Arteriovenous malformation treatment options often include one of three types of AVM surgery but may start with careful monitoring. Following an AVM diagnosis, which will show a group of non-cancerous blood vessels forming incorrectly, doctors will discuss AVM treatment options. These include endovascular embolization for AVM, stereotactic radiosurgery for AVM (also known as Gamma Knife surgery for AVM) and microvascular neurosurgery.

Not every AVM diagnosis results in AVM surgery. The best AVM procedure option is determined based on the location of the AVM, patient symptoms, patient health and other risks. With any surgery near or at the brain, including brain surgery for AVM, precaution is needed, as an AVM may be in a location that increases risk of tissue damage. If an AVM is growing or shows a risk of bleeding, AVM treatment options may be needed. The goal of any AVM treatment is to either cure the AVM or reduce its impact.

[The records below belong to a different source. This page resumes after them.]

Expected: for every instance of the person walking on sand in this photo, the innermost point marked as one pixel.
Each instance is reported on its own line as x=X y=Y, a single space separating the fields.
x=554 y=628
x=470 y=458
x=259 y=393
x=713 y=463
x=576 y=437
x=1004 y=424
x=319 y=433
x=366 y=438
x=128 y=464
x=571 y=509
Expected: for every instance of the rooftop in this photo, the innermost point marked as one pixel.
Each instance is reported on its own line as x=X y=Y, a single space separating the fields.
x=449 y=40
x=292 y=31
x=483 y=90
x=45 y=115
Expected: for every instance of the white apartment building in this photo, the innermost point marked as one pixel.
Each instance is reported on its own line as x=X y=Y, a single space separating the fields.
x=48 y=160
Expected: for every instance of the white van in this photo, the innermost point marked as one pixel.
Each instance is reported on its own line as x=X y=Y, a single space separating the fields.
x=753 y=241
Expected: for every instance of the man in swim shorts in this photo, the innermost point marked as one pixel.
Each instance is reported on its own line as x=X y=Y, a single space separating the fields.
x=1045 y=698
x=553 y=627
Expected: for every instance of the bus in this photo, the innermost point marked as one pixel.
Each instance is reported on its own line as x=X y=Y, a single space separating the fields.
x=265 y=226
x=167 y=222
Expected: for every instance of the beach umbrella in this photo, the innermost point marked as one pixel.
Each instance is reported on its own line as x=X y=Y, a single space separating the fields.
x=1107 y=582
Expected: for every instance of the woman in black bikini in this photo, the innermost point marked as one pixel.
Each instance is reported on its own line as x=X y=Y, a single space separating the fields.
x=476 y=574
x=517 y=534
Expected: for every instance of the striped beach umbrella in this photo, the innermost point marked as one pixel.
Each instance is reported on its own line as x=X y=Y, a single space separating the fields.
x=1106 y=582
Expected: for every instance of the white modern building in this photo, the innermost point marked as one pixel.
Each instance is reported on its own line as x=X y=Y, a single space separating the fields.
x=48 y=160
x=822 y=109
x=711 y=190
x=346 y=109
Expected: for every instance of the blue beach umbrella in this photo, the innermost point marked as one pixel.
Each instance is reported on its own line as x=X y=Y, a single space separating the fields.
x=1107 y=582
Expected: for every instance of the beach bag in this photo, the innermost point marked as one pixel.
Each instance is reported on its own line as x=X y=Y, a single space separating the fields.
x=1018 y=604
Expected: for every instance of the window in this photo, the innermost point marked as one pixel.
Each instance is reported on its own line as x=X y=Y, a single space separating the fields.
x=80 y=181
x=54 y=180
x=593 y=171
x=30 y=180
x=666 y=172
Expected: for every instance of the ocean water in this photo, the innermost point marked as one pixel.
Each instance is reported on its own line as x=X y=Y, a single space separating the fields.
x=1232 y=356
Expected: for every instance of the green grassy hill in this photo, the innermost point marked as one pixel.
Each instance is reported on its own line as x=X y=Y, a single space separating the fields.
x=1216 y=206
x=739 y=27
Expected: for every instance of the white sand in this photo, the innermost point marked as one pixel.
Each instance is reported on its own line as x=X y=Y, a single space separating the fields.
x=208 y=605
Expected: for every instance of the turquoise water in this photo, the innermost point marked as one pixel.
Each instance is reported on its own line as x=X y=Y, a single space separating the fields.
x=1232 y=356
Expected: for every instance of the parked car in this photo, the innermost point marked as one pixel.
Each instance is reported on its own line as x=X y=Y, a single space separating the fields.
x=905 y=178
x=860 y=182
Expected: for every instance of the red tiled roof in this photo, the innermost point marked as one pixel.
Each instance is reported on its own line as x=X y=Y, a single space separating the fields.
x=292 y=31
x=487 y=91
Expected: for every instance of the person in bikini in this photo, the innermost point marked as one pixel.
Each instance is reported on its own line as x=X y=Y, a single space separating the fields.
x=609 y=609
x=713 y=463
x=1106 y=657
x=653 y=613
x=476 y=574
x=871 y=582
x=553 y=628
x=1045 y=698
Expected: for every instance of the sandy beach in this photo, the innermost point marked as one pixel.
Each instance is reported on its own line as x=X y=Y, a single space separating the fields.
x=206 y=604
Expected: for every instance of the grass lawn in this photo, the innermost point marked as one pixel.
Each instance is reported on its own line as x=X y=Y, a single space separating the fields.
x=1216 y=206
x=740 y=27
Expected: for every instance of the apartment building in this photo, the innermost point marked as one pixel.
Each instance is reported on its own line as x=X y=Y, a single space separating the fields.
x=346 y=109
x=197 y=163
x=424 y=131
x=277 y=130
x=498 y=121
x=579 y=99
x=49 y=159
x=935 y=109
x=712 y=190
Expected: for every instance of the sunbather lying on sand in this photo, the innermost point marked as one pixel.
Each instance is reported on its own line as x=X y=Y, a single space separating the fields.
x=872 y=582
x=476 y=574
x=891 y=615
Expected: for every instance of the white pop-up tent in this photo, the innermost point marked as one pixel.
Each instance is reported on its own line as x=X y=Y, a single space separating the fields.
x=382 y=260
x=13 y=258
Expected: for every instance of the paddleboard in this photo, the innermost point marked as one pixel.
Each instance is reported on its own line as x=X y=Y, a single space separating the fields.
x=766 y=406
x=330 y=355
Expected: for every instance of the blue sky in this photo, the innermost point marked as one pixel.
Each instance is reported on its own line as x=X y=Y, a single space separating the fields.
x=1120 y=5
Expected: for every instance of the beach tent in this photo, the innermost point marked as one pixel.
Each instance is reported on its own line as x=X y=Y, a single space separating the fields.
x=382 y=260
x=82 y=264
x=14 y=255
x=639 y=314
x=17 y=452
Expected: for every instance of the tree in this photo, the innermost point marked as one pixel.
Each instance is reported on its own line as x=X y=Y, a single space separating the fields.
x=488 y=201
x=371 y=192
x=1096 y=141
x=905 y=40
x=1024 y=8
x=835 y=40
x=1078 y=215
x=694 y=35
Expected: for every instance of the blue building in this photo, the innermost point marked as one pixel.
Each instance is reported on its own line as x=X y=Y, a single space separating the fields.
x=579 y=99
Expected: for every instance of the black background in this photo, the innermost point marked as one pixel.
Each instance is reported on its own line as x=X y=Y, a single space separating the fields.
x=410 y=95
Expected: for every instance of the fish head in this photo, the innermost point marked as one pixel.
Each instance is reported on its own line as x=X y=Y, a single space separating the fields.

Brigham and Women’s Hospital provides specialized therapeutic care for unruptured and ruptured abnormalities in the veins and arteries called Arteriovenous Malformation (AVM). Left untreated, a brain or spinal AVM can rupture, leading to serious injury or death.

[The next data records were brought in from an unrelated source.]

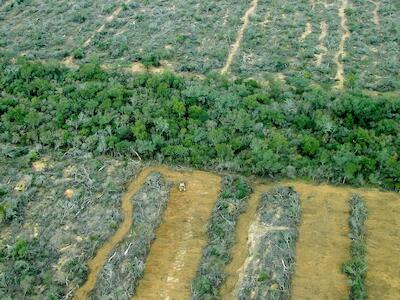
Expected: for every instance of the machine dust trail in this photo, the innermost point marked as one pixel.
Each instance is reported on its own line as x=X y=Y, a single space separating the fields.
x=175 y=254
x=340 y=54
x=383 y=244
x=235 y=47
x=321 y=46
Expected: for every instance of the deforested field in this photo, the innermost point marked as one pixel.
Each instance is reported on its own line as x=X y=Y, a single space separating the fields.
x=199 y=149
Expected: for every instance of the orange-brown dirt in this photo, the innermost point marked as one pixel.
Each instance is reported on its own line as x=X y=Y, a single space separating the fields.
x=383 y=245
x=176 y=252
x=235 y=47
x=234 y=270
x=323 y=244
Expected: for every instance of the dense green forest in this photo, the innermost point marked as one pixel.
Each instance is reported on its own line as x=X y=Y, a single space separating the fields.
x=271 y=129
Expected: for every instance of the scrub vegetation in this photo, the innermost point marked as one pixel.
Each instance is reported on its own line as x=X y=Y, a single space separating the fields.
x=125 y=266
x=356 y=268
x=221 y=233
x=56 y=211
x=272 y=239
x=242 y=126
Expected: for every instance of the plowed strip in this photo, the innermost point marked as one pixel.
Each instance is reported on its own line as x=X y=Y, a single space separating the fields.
x=235 y=47
x=323 y=244
x=383 y=245
x=236 y=267
x=175 y=254
x=97 y=263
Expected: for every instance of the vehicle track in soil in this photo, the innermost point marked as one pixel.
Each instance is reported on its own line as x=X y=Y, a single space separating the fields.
x=341 y=53
x=175 y=254
x=235 y=47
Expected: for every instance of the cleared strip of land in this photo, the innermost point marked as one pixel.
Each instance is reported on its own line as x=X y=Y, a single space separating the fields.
x=383 y=245
x=323 y=244
x=235 y=47
x=340 y=76
x=176 y=252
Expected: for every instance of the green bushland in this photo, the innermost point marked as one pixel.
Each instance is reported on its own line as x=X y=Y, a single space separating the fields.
x=221 y=234
x=46 y=239
x=356 y=268
x=269 y=271
x=295 y=130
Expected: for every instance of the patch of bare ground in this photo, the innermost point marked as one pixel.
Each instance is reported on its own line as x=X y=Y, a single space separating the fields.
x=321 y=47
x=69 y=61
x=383 y=244
x=307 y=32
x=235 y=47
x=323 y=244
x=96 y=264
x=244 y=233
x=375 y=12
x=340 y=54
x=175 y=254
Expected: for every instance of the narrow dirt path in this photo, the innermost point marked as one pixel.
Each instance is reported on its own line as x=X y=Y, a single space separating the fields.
x=243 y=237
x=176 y=252
x=383 y=245
x=69 y=61
x=96 y=264
x=321 y=46
x=323 y=244
x=340 y=54
x=307 y=32
x=235 y=47
x=174 y=256
x=375 y=12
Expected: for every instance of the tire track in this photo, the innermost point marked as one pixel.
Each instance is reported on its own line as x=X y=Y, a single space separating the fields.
x=340 y=55
x=181 y=235
x=69 y=61
x=235 y=47
x=375 y=12
x=321 y=46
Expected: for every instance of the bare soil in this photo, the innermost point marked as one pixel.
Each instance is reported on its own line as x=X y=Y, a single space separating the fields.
x=321 y=46
x=175 y=254
x=243 y=239
x=340 y=54
x=383 y=244
x=323 y=244
x=235 y=47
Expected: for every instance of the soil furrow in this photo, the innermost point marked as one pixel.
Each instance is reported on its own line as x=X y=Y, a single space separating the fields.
x=383 y=245
x=96 y=264
x=176 y=252
x=323 y=244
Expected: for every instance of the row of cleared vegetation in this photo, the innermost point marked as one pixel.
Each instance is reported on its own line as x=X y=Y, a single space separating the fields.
x=295 y=130
x=125 y=266
x=56 y=211
x=221 y=233
x=272 y=240
x=356 y=268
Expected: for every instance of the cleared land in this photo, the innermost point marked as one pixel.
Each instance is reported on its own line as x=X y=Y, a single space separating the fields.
x=176 y=252
x=383 y=245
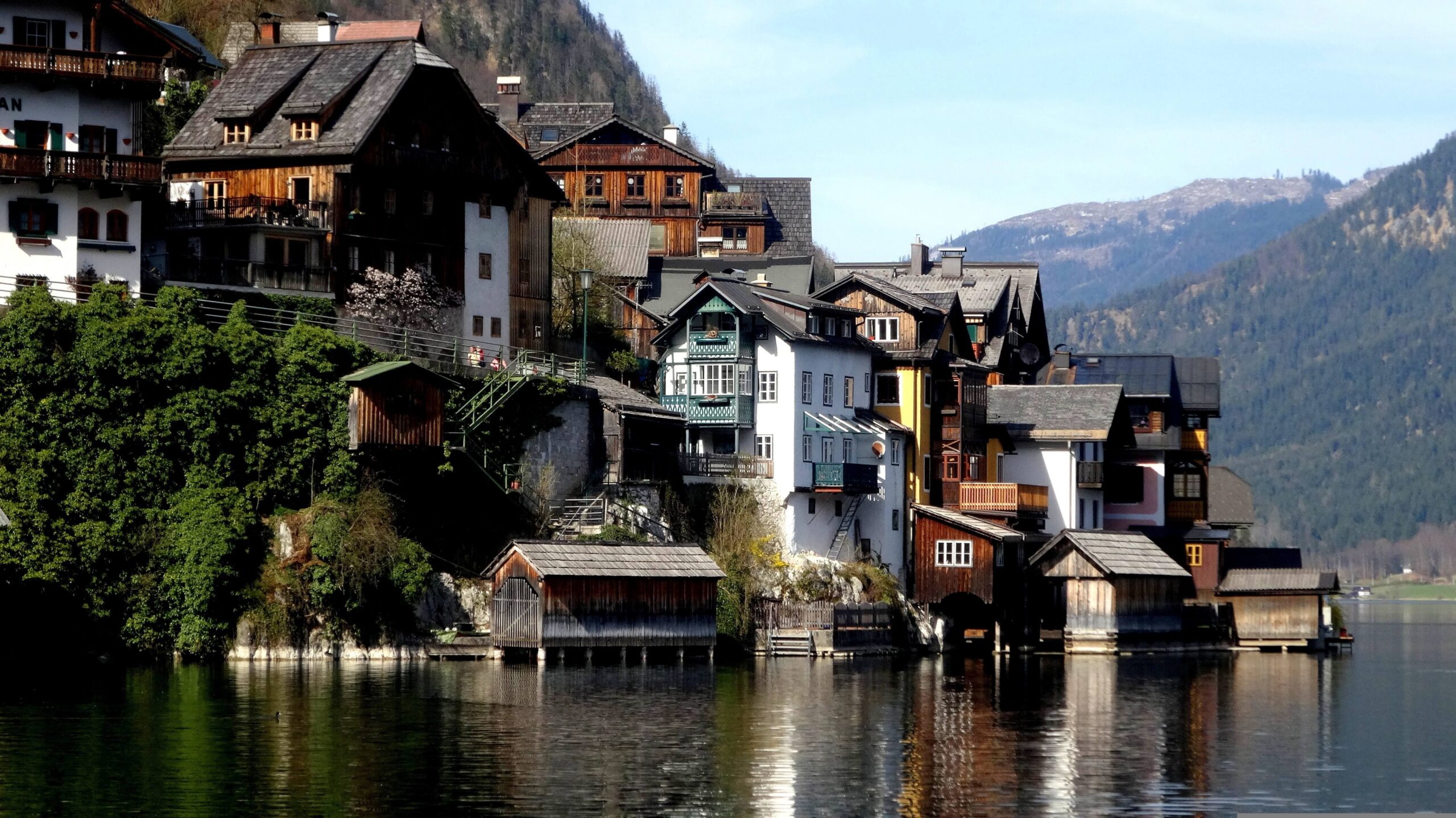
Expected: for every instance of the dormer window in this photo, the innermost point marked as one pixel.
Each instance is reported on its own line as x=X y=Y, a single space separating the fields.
x=237 y=133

Our AVM Program includes national leaders in the diagnosis and treatment of AVMs. We are skilled in treating AVMs that others have deemed difficult or inoperable. Our skillful neurosurgeons recognize the emotional challenge this condition presents for patients and families. We also have witnessed the quality-of-life improvement provided by treatment.

What are Arteriovenous Malformation (AVM) Treatment Options?

Every week our team of cerebrovascular neurosurgeons, neurologists and interventional radiology specialists meets to discuss patients with cerebrovascular diseases, including AVMs, so we can determine the best AVM treatment options. Making the decision for brain surgery for AVMs is complex. We consider the risk of leaving it untreated while balancing the risks of embolization, surgery or radiation in combination or as stand-alone treatments. The goal is to cure the brain AVM with the least overall risk and best overall outcome for each person. Above all, we value your input.

  1. Serial Imaging and Observation: Some brain AVMs are best left untreated after careful expert review. These are observed by yearly imaging and clinical follow-up. We are conducting research to better predict which AVMs may go on to rupture, and closely following AVMs over time to see how they change.
  2. Endovascular Embolization (see video below) is a technique performed by our endovascular neurosurgeons. The purpose of this procedure, which uses a catheter to insert a glue-like substance, is to prevent blood flow to the AVM. This AVM treatment option is used in conjunction with surgery or as a stand-alone treatment.
  3. Surgical Treatment (also called Open Microvascular Neurosurgery) involves using a microscope. Specialized techniques are used to remove the AVM from the spinal cord or brain. The advantage is that the AVM is then considered cured. Surgery is the first-line treatment for SMG 1 and 2 brain AVMs and most grade 3 brain AVMs. The risks of surgery are well known and based on the grade of the AVM. Our specialists will review your AVM with you to explain the risks and benefits of an individual situation.
  4. Stereotactic Radiosurgery (SRS), or Gamma Knife Treatment, uses highly focused radiation that targets and intentionally damages blood vessels of the AVM. These damaged vessels produce scar tissue, which eventually seals off the brain AVM over time. While it is called radiosurgery, no incision is made. This treatment is usually for small, deep brain AVMs.

Can an AVM be Cured?

Advanced surgical techniques for AVM repair can bring life-changing results for someone living with an AVM. Our specialists in AVM surgery, aided by cutting-edge imaging, make possible the successful repair of even the most challenging AVMs.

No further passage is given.